4.3.1. Drugs That Modulate Signaling Pathways and Other Cell Death through Pyroptosis

As previously mentioned, the canonical pathway of pyroptosis comprises three main arms: MST1, ROS, and caspase-1. In PDAC, caspase-1 inhibition or ROS removal induces pyroptosis mediated by MST1. VX-765 (caspase-1 inhibitor) and N-acetyl-cysteine (NAC) (ROS scavenger) use this method to inhibit PDAC cell proliferation, migration, and invasion via MST1 (Table 5) [68]. Reduced ROS production due to overexpression of the sphingolipid metabolic enzyme (ASAH2), preventing chemotherapy-induced pyroptosis, in turn, causes chemoresistance. The Src-signal transducer initiates this cascade, leading to a decrease in ceramide levels. In vivo and in vitro, increasing ceramide levels by ASAH2 or the Src inhibitor, such as ceramidase inhibitor B13 or dasatinib, improved chemosensitivity in pancreatic cancer [201].

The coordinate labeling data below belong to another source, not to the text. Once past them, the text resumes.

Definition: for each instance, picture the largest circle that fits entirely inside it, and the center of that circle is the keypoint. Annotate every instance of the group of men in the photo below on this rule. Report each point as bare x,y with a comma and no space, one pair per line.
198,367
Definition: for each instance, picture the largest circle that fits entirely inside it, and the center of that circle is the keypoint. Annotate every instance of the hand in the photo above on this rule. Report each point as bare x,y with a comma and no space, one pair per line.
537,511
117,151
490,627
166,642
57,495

4.3.2. Combination Therapy

Metallodrugs showed the potential to improve pancreatic cancer treatment in various ways, including the ability to pass the dense TME, improve photosensitivity, and induce the co-occurrence of different cell death pathways [165,166,167]. An innovative platinum-based metallodrug complex, SEP (quinone derivative seratrodast (STD) plus cisplatin (CDDP)), was developed to eliminate apoptosis-resistant PDAC. In addition to efficiently penetrating cancer cells and damaging DNA, SEP also caused mitochondrial superoxide anion radical formation and the subsequent triggering of pyroptosis, necroptosis, and apoptosis [202]. The process is known as PANoptosis, and it plays a significant role in developing strong anti-tumor immunity by secreting inflammatory mediators [203]. The evidence showed that SEP more efficiently suppresses KRAS-mutant PDAC cells than CDDP, supporting the potential for combination therapy [202].
Although overexpression of GSDME was associated with poor prognoses in PDAC, its high expression level and ability to promote apoptosis and pyroptosis make it a potential therapeutic target. In response to PDAC chemotherapy (gemcitabine, irinotecan, 5-fluorouracil, paclitaxel, and cisplatin), pyroptosis and apoptosis were concurrently induced through the cleavage of GSDME by caspase-3, followed by the activation of pro-apoptotic caspase-7/8 [69]. Furthermore, steroidal saponins PPI/CCRIS/PSV (polyphyllin I (PPI), collettiside III (CCRIS), and paris saponin V (PSV)) induce the caspase-3-mediated cleavage of GSDME, potentially suppressing PANC-1, AsPC-1, and BxPC-3 PDAC cell growth [204]. By activating the caspase-3-mediated cleavage of GSDME, the sonodynamic–immunomodulatory pyroptotic strategy provides a significant immune response against tumors. LY364947 (a TGF-β receptor inhibitor), the sonosensitizer, produced ROS in response to ultrasound exposure and caused GSDME to be cleaved by caspase-3 and broke the dense TME via collagen degradation, resulting in T-cell infiltration and almost complete tumor eradication in mouse models [205]. Metabolic sonosensitizers in sonodynamic therapy (SDT) also demonstrated a significant effect on pancreatic cancer treatment. Two metabolic sonosensitizers were developed by Yang and collaborators by combining 5-aminolevulinic acid hydrochloride (ALA), a lipid, and poly(lactic-coglycolic acid) (PLGA) microbubbles (MBs) [206]. These compounds were designated ALA-lipid MBs and ALA-PLGA MBs, respectively. The combination of ALA-lipid/PLGA MBs-mediated SDT produced significantly more ROS than ALA-mediated SDT, which resulted in apoptosis and pyroptosis co-occurring and an enhanced response to therapy in AsPC-1 and BxPC-3 cells [206].
In addition to SDT, PDT converts the immunosuppressive cold TME to the immunogenic hot TME in pancreatic cancer by inducing an immune response through pyroptosis [203,207]. Combined with PDT, TBD-3C (a membrane-targeted photosensitizer) stimulates pyroptosis and the subsequent hot TME due to M1 polarization and the maturation and activation of dendritic cells and CD8+ T cells in response to TBD-3C-induced pyroptotic cells [207].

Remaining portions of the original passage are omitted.